= Lindholme Gear =

British air-dropped sea rescue equipment

Lindholme Gear (also known as Air Sea Rescue Apparatus Mk 4) was a British air-dropped rescue equipment designed during the Second World War to aid survivors in the water and was still in use in the 21st century.

==Design and development==
The Lindholme Gear was developed at RAF Lindholme by Group Captain Waring during the 1940s to provide a simpler rescue system than the air-dropped lifeboats then in use. The Lindholme Gear is five cylinder-shaped containers joined together by lengths of floating rope. The centre container would house a nine-man inflatable dinghy with the other containers housing survival equipment such as emergency rations and clothing. The containers were discarded containers from the tail-units of 500lb and 250lb bombs.

==Operation==
The Gear would be carried in the weapons bay of the aircraft and dropped in a long line up-wind of the survivors. The Dinghy would inflate on impact and then drift towards the survivors. The survivors could then use the dinghy, haul in the containers of equipment, and await rescue.
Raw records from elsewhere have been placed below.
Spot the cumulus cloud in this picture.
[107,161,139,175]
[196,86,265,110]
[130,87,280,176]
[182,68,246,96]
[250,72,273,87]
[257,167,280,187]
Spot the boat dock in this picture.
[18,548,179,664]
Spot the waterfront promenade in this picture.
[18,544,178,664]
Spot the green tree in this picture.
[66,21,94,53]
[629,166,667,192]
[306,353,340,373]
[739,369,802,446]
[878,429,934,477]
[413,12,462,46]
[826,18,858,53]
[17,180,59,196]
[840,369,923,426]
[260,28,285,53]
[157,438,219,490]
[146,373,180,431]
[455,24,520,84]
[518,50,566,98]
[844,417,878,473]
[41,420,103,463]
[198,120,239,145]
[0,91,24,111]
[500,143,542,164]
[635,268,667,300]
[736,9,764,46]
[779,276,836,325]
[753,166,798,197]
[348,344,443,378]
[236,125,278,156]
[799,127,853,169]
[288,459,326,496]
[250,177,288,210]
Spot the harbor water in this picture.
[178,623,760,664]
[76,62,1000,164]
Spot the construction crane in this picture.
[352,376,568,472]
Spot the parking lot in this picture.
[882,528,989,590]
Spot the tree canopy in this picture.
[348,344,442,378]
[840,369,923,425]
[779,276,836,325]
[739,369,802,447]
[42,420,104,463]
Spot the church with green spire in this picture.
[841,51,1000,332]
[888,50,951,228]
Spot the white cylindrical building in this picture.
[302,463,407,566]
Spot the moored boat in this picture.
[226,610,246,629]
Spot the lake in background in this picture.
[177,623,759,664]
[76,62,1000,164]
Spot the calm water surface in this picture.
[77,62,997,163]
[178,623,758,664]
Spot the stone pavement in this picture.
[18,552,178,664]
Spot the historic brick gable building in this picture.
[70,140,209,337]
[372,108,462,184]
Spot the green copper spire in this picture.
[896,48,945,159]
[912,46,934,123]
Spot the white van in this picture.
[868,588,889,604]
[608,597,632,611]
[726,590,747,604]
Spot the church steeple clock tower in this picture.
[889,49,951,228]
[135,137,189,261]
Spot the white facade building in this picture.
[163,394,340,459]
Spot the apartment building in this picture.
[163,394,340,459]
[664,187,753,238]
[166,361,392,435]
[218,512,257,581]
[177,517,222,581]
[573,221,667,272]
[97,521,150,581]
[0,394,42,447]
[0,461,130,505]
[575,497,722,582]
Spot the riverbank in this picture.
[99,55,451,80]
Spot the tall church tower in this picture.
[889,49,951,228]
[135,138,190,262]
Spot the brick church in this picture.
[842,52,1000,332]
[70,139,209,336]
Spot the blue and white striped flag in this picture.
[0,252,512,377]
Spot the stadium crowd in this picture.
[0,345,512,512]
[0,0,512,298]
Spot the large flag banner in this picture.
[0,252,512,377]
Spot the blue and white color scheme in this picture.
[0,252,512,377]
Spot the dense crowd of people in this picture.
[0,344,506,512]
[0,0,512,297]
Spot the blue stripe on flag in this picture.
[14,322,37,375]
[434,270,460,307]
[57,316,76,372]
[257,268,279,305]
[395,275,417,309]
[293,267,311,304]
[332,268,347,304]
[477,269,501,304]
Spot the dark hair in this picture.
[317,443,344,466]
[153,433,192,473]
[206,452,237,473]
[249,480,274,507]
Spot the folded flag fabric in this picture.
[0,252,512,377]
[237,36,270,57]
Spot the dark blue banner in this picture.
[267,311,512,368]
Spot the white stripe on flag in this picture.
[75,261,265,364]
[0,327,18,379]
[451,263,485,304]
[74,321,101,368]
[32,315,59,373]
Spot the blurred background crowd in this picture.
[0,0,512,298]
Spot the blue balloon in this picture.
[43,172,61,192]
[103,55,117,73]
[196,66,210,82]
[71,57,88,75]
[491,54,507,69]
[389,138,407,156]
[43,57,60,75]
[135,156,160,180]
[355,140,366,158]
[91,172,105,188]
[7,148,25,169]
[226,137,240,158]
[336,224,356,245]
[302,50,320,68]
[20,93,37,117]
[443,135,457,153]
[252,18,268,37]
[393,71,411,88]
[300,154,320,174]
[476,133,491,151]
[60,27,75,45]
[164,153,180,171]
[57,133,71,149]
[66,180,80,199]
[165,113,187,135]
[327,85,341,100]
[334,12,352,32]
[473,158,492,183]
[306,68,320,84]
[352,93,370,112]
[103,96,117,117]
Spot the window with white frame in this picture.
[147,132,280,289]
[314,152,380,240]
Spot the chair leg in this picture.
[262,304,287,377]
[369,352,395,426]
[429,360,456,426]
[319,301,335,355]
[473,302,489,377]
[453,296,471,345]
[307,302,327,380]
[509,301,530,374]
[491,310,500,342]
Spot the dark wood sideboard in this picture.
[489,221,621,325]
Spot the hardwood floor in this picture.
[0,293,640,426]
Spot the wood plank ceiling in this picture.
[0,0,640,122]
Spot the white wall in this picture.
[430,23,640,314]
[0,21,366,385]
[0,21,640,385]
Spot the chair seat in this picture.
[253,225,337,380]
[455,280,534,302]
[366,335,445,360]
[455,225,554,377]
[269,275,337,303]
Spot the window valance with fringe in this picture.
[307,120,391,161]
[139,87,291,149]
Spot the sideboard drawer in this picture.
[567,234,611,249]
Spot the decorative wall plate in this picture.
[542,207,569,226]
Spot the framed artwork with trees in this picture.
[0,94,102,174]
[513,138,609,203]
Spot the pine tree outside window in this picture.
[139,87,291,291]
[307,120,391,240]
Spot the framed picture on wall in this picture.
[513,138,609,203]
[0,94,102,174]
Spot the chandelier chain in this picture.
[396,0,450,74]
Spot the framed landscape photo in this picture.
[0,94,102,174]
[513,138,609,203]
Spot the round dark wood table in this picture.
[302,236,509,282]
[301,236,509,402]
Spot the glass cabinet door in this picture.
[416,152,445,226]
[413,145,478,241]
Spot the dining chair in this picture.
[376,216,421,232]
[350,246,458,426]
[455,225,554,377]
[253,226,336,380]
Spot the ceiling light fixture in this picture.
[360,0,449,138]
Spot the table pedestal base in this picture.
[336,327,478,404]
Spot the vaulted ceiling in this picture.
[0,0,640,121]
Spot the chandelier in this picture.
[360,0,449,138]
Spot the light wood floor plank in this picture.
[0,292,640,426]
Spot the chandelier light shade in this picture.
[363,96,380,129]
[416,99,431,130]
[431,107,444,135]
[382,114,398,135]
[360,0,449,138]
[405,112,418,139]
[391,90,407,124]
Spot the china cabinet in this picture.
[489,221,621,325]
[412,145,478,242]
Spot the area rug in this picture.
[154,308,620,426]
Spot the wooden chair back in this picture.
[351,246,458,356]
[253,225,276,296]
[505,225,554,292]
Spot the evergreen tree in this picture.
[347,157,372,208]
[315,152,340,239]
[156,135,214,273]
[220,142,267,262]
The Lindholme Gear was originally designed to be carried by Handley Page Hampden aircraft but was mainly carried by Royal Air Force maritime patrol aircraft like the Vickers Warwick and later the Avro Lancaster, Avro Shackleton and Hawker Siddeley Nimrod. The Gear was also used by the Royal Canadian Air Force and the South African Air Force Avro Shackleton. Lindholme gear was also carried in the bomb bay by the Royal Australian Air Force maritime patrol aircraft Lockheed P-3B & P-3C Orions, consisting of two 10-man liferafts and two stores containers; this equipment was later replaced by ASRK (Air Sea Rescue Kits).